Nun wurde eine Konferenz abgehalten, in welcher das Center in Amman unter arabischen Studenten für die hebräische Sprache warb. Mit der Begründung, dass eine andere Gesellschaft und Kultur besser verstanden wird, wenn man die Sprache dieser Nation spricht.
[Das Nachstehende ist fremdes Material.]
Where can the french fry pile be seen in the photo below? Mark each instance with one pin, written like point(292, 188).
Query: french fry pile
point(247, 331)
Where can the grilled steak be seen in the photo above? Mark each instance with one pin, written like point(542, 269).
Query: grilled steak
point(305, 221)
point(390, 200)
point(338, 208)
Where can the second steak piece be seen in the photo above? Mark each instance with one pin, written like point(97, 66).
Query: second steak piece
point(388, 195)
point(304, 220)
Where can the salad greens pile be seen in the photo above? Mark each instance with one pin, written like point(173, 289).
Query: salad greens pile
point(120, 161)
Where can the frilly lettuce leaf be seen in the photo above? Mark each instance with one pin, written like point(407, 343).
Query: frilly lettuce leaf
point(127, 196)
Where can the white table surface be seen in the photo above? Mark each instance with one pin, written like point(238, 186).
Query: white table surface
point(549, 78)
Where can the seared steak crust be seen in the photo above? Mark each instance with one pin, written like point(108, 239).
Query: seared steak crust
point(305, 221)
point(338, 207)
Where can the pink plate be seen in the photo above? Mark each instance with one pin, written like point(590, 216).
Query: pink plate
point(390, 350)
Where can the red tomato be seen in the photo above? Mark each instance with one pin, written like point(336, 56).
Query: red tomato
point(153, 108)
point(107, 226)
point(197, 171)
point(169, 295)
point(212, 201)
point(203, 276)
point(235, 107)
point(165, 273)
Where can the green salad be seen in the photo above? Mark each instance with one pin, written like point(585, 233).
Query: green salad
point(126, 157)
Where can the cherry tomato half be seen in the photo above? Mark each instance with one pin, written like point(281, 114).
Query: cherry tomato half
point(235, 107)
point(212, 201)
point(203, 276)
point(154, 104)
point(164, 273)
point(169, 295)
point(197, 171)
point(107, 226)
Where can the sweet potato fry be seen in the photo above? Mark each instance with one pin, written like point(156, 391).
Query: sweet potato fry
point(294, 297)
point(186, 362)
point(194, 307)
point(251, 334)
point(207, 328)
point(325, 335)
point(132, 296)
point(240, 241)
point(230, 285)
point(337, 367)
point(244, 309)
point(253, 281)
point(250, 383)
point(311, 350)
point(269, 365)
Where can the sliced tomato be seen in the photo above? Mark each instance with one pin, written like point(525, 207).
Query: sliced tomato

Anwesend waren Professoren, Studenten und Journalisten aus Ägypten, Irak, Saudi-Arabien und natürlich Jordanien.

Demokratie besser verstehen

Die Israelin Roni Segal, akademische Mitarbeiterin beim Online-Sprachinstitut «eTeacher», lobte die jordanische Initiative: «Durch das Hebräisch-Lernen haben Israels arabische Nachbarn bessere Chancen, die jüdische Demokratie in ihrer Mitte schätzen zu lernen.»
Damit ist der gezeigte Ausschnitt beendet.